At 10.50am on Saturday 9 June 2018, ATSB Chief Commissioner, Greg Hood, along with more than 90 other passengers landed at Brisbane Airport on board a specially painted Alliance Airlines’ Fokker 100, VH-FGB.
Their touchdown was exactly 90 years to the minute when Fokker F.VIIb/3m, called Southern Cross, and its four crew completed the first trans-Pacific flight from the USA to Australia.
As the historic records show, Charles Kingsford-Smith, the pilot-in-command of the Southern Cross, along with his co-pilot Charles Ulm, navigator Captain Harry Lyon and radio operator James Warner, took off from Oakland, California at 8.53am on 31 May, 1928 bound for their first stop in Hawaii. The tri-motor Southern Cross landed at Honolulu at 9.49am on 2 June and departed the following day at 5.20am on its second leg bound for Suva, Fiji.

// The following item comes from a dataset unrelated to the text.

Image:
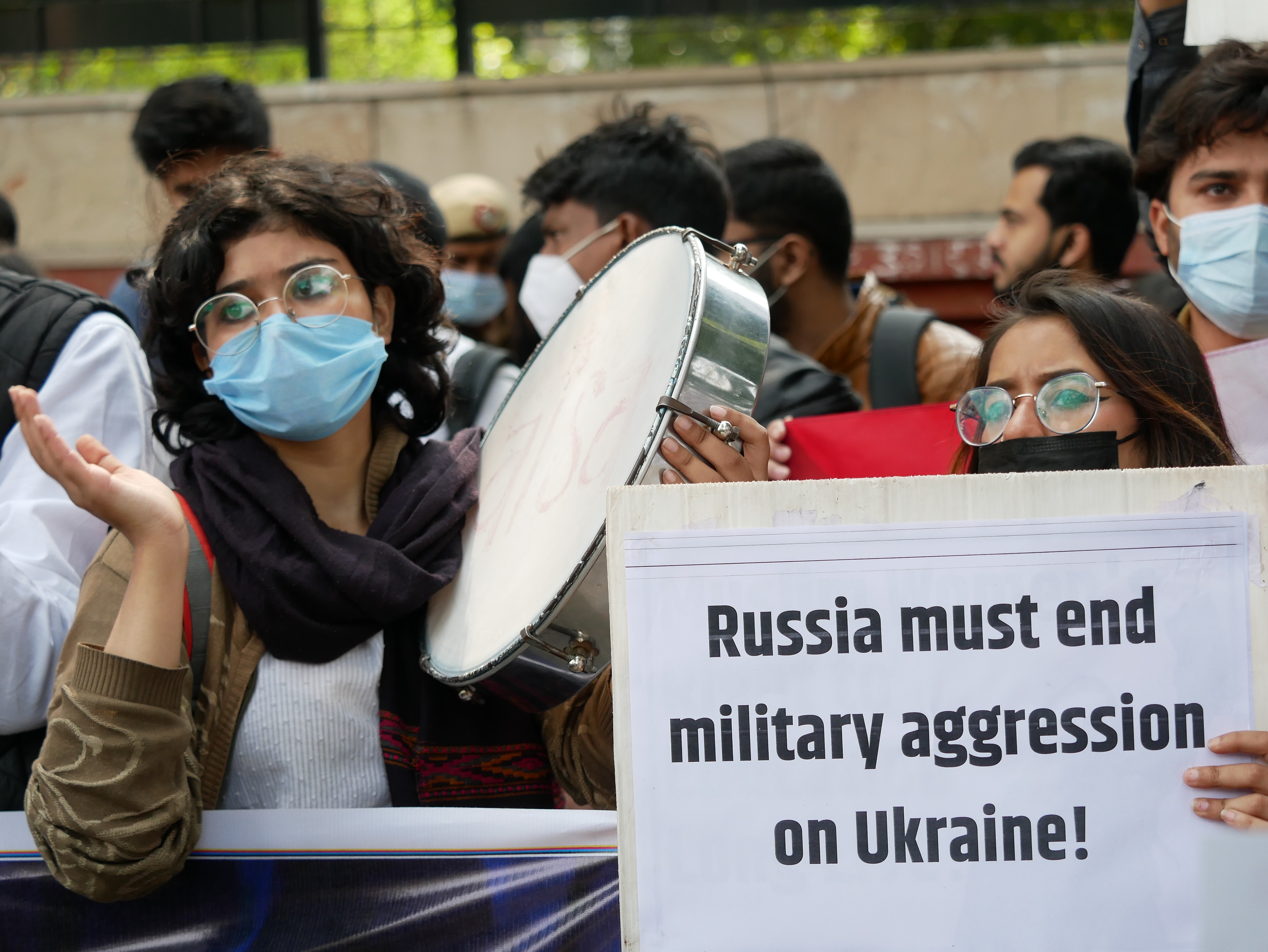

Airborne for a staggering 34 and half hours, the Southern Cross landed in Suva’s Albert Park at 2.21pm on 4 June after flying around 5,000 kilometres.
After three days on the island, the Southern Cross left Fiji on its last leg to Brisbane at 2.52pm on 8 June, some 2,400 kilometres to the east.
Around eight and a half days after leaving Oakland, including over 83 hours in the air and covering about 11,670 kilometres, the Southern Cross landed at Brisbane’s Eagle Farm Airport at 10.50am on 9 June 1928, where they were welcomed by over 15,000 people.
“I am greatly honoured to have been on board for this significant historical flight,” Mr Hood said. “Today, we also flew in a Fokker, in the comfort and with the safety that ‘Smithy’, Ulm, Lyon and Warner would only have dreamed of 90 years ago. Their feat of safely completing the first trans-Pacific flight, set the bar high for aviation safety in Australia.”
Alliance Airlines, now the largest operator of Fokker aircraft in the world, is based at Brisbane Airport, not far from where the Southern Cross touched down 90 years ago.
“I would like to thank Alliance Airlines’ Chairman Steve Padgett for inviting the ATSB to be a part of the celebrations to mark a significant event in Australian aviation’s history,” Mr Hood said. “The ATSB is keen to see important events and achievements in aviation and other modes of transport maintained and acknowledged. In fact, we are currently preparing a number of historical air accident items that we have in our possession to be displayed prominently in the reception area of our Canberra head office.”
The original Southern Cross is on display in a special memorial near Brisbane Airport’s international terminal.